Here are the signal processing steps I’m working on:
The signal processing algorithms I have developed since Part 1 are coloured in blue. I still need to nail the yellow work. The white stuff has been around for years.
Actually I spent a few weeks on the yellow steps but wasn’t satisfied so looked for something a bit easier to do for a while. The progress has made me feel like I am getting somewhere, and pumped me up to hit the tough bits again. Sometimes we need to organise the engineering to suit our emotional needs. We need to see (or rather “feel”) constant progress. Research and Disappointment is hard!
Transformations and Sample Rate Changes
The goal of a codec is to reduce the bit rate, but still maintain some target speech quality. The “quality bar” varies with your application. For my current work low quality speech is OK, as I’m competing with analog HF SSB. Just getting the message through after a few tries is a lower bar, the upper bar being easy conversation over that nasty old HF channel.

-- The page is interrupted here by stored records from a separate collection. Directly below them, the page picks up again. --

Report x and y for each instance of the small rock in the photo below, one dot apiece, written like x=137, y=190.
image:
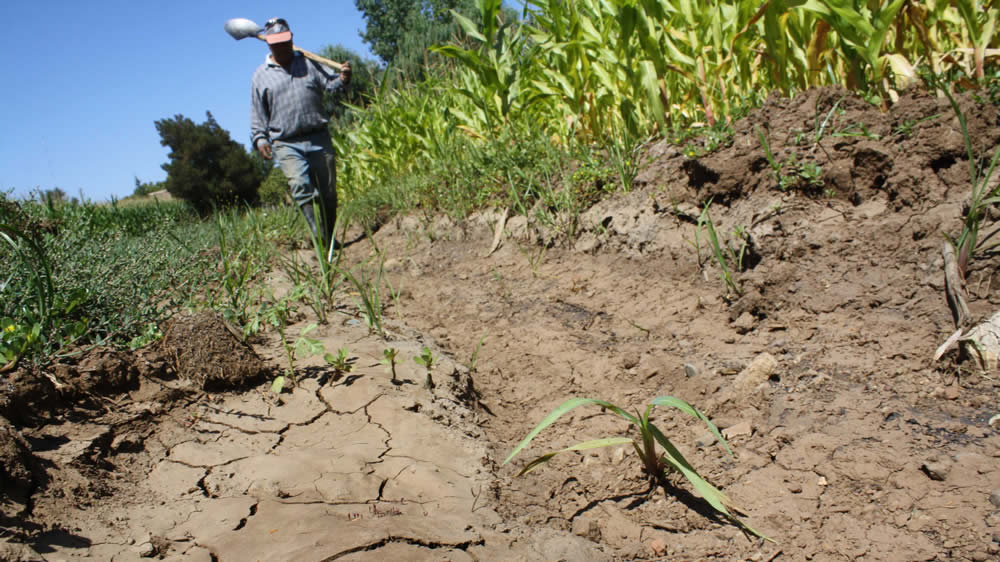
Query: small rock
x=587, y=528
x=950, y=392
x=629, y=361
x=742, y=428
x=744, y=323
x=936, y=470
x=127, y=443
x=658, y=548
x=995, y=498
x=757, y=372
x=618, y=455
x=145, y=550
x=706, y=440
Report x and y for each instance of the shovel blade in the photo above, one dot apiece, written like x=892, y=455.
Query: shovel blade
x=241, y=28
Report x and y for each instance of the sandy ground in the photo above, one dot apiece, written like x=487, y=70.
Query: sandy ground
x=850, y=442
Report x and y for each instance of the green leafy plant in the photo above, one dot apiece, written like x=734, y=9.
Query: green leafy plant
x=389, y=360
x=705, y=222
x=340, y=362
x=370, y=304
x=775, y=166
x=981, y=198
x=427, y=360
x=656, y=465
x=278, y=315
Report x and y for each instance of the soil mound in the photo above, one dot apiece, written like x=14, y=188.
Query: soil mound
x=203, y=349
x=15, y=473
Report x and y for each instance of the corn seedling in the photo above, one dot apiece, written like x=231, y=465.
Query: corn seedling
x=705, y=221
x=18, y=338
x=656, y=465
x=340, y=362
x=982, y=197
x=771, y=161
x=426, y=360
x=389, y=360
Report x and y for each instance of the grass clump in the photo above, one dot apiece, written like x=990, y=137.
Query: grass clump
x=655, y=464
x=85, y=274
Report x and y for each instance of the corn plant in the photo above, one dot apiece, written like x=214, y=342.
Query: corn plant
x=370, y=304
x=389, y=360
x=981, y=198
x=427, y=360
x=721, y=258
x=18, y=337
x=656, y=465
x=340, y=362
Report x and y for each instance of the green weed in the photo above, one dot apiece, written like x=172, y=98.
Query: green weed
x=340, y=362
x=723, y=258
x=389, y=360
x=656, y=464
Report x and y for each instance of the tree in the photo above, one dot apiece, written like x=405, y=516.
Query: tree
x=400, y=31
x=207, y=167
x=145, y=188
x=364, y=81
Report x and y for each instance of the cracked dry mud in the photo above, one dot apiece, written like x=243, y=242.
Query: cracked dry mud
x=850, y=442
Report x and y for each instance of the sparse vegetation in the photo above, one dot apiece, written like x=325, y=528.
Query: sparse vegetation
x=655, y=464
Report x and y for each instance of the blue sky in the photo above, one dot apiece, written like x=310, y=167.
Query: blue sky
x=86, y=81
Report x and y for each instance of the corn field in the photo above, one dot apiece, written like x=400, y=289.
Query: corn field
x=613, y=72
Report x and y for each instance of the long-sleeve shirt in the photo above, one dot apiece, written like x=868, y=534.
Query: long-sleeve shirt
x=289, y=103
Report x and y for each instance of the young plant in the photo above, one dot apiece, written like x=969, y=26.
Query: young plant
x=705, y=221
x=983, y=196
x=426, y=359
x=775, y=166
x=389, y=360
x=340, y=363
x=303, y=348
x=370, y=306
x=656, y=465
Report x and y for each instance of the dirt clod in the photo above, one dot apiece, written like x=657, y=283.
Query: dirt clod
x=200, y=347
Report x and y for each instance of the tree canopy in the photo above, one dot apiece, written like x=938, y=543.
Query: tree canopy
x=206, y=166
x=400, y=31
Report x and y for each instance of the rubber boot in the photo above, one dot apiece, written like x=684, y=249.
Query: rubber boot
x=310, y=214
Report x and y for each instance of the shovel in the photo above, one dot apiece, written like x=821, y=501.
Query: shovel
x=241, y=28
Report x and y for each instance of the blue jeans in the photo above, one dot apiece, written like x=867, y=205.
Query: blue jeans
x=309, y=163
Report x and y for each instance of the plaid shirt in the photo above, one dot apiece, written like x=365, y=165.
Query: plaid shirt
x=289, y=103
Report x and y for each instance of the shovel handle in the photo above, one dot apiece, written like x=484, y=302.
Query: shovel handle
x=322, y=60
x=312, y=56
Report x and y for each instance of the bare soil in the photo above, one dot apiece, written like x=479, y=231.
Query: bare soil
x=850, y=442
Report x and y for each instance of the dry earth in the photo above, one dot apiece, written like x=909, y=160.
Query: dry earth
x=850, y=442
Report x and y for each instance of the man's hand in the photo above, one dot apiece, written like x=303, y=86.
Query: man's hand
x=345, y=72
x=264, y=148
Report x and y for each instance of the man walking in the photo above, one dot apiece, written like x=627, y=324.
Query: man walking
x=287, y=122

While drawing the figure above I realised that a codec can be viewed as a bunch of processing steps that either (i) transform the speech signal or (ii) change the sample rate. An example of transforming is performing a FFT to convert the time domain speech signal into the frequency domain. We then decimate in the time and frequency domain to change the sample rate of the speech signal.

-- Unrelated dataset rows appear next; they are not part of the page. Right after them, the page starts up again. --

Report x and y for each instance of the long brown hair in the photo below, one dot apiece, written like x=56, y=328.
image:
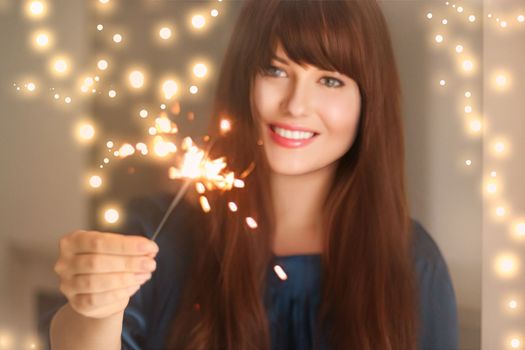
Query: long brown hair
x=369, y=298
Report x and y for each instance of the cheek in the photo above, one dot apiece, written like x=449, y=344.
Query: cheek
x=265, y=99
x=341, y=116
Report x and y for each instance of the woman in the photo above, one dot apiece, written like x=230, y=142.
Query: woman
x=329, y=201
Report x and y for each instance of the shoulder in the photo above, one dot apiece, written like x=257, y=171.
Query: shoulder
x=424, y=248
x=438, y=309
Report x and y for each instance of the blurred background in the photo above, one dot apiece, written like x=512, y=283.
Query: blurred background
x=83, y=81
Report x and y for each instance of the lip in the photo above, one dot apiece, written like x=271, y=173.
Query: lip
x=292, y=127
x=288, y=143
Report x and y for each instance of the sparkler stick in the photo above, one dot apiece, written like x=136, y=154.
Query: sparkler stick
x=173, y=204
x=177, y=199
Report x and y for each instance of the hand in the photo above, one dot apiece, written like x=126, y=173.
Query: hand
x=100, y=271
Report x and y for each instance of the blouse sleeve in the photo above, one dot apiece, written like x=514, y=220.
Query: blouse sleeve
x=438, y=309
x=150, y=310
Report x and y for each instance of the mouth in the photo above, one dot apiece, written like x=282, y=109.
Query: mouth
x=291, y=138
x=292, y=132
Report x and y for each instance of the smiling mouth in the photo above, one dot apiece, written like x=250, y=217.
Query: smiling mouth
x=293, y=133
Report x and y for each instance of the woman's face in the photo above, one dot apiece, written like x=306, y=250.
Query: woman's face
x=324, y=105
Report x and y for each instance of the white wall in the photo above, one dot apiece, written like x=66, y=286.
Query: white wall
x=444, y=194
x=42, y=166
x=504, y=49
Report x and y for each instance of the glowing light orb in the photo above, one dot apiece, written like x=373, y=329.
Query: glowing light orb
x=60, y=66
x=95, y=181
x=142, y=148
x=194, y=89
x=111, y=215
x=499, y=147
x=198, y=21
x=501, y=80
x=251, y=222
x=136, y=79
x=475, y=125
x=200, y=188
x=204, y=204
x=102, y=64
x=165, y=33
x=232, y=206
x=86, y=131
x=169, y=89
x=468, y=65
x=117, y=38
x=225, y=125
x=200, y=70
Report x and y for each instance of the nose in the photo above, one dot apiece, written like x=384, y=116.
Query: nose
x=297, y=101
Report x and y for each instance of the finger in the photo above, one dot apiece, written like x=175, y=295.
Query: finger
x=96, y=264
x=98, y=283
x=110, y=243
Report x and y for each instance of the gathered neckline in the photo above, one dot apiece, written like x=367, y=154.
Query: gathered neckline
x=297, y=256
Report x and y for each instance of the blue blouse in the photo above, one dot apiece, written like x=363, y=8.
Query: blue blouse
x=291, y=304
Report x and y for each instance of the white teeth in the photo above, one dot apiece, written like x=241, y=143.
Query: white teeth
x=294, y=135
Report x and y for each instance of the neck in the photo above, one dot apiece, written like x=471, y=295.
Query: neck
x=298, y=202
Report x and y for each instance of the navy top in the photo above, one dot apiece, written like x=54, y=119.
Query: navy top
x=294, y=302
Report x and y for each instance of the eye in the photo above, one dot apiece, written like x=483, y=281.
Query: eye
x=270, y=69
x=338, y=83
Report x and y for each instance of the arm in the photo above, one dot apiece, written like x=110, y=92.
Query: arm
x=71, y=330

Lowering the sample rate is an effective way to lower the bit rate. This process is called decimation. In Codec 2 we start with a bunch of sinusoidal amplitudes that we update every 10ms (100Hz sampling rate). We then throw away every 3 out of 4 to give a sample rate of 25Hz. This means there are less samples to every second, so the bit rate is reduced.

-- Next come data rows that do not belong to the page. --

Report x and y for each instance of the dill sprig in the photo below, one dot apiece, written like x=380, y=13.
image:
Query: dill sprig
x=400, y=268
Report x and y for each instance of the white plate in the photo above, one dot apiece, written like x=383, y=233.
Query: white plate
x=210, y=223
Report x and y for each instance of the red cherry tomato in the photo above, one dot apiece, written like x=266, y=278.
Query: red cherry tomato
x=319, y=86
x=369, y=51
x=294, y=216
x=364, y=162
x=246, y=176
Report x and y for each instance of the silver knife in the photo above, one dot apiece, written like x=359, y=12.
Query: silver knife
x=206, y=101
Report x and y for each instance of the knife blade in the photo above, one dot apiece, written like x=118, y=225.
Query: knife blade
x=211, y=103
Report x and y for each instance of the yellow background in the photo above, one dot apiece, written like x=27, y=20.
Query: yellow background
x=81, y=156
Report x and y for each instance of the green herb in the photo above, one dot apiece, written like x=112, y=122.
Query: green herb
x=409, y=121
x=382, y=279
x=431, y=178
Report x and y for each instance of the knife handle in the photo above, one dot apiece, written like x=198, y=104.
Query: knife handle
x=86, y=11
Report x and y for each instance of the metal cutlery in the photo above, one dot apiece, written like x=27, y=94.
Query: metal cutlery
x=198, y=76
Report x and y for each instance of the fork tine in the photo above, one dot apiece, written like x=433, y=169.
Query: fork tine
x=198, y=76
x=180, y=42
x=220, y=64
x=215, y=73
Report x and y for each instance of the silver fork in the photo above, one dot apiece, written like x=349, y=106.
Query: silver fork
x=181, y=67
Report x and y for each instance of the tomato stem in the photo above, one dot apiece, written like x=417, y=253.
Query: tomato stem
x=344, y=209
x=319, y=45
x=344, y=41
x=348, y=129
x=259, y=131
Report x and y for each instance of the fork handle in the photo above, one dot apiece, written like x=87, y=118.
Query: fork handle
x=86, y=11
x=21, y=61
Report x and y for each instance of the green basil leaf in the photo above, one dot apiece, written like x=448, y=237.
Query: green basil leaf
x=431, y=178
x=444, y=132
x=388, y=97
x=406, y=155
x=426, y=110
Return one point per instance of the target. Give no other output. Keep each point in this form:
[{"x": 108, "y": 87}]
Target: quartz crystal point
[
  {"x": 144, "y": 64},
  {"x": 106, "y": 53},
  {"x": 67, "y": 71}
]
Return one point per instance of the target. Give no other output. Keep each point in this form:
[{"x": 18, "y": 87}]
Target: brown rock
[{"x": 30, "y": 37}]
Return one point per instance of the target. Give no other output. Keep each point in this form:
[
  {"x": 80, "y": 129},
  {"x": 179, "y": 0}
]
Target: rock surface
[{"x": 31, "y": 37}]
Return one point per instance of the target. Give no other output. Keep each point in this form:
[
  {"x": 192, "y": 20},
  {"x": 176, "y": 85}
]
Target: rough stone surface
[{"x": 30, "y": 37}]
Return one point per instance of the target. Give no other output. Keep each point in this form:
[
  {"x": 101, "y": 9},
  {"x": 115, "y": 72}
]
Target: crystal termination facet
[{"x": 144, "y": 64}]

At the decoder we use interpolation to smoothly fill in the missing gaps, raising the sample rate back up to 100Hz. We eventually transform back to the time domain using an inverse FFT to play the signal out of the speaker. Speakers like time domain signals.
In the figure above we start with chunks of speech samples in the time domain, then transform into the frequency domain, where we fit a sinusoidal, then masking model.
The sinusoidal model takes us from a 512 point FFT to 20-80 amplitudes. Its fits a sinusoidal speech model to the incoming signal. The number of sinusoidal amplitudes varies with the pitch of the incoming voice. It is time varying, which complicates our life if we desire a constant bit rate.
The masking model fits a smoothed envelope that represents the way we produce and hear speech. For example we don’t talk in whistles (unless you are R2D2) so no point wasting bits in being able to code very narrow bandwidths signals. The ear masks weak tones near strong ones so no point coding them either. The ear also has a log frequency and amplitude response so we take advantage of that too.
In this way the speech signal winds it’s way through the codec, being transformed this way and that, as we carve off samples until we get something that we can send over the channel.
Need to sort out those remaining yellow blocks, and come up with a fully quantised codec candidate.
An idea that occurred to me while drawing the diagram – can we estimate the mask directly from the FFT samples? We may not need the intermediate estimation of the sinusoidal amplitudes any more.
It may also be possible to analyse/synthesise using filters modeling the masks running in the time domain. For example on the analysis side look at the energy at the output at a bunch of masking filters spaced closely enough that we can’t perceive the difference.
Writing stuff up on a blog is cool. It’s “the cardboard colleague” effect: the process of clearly articulating your work can lead to new ideas and bug fixes. It doesn’t matter who you articulate the problems too, just talking about them can lead to solutions.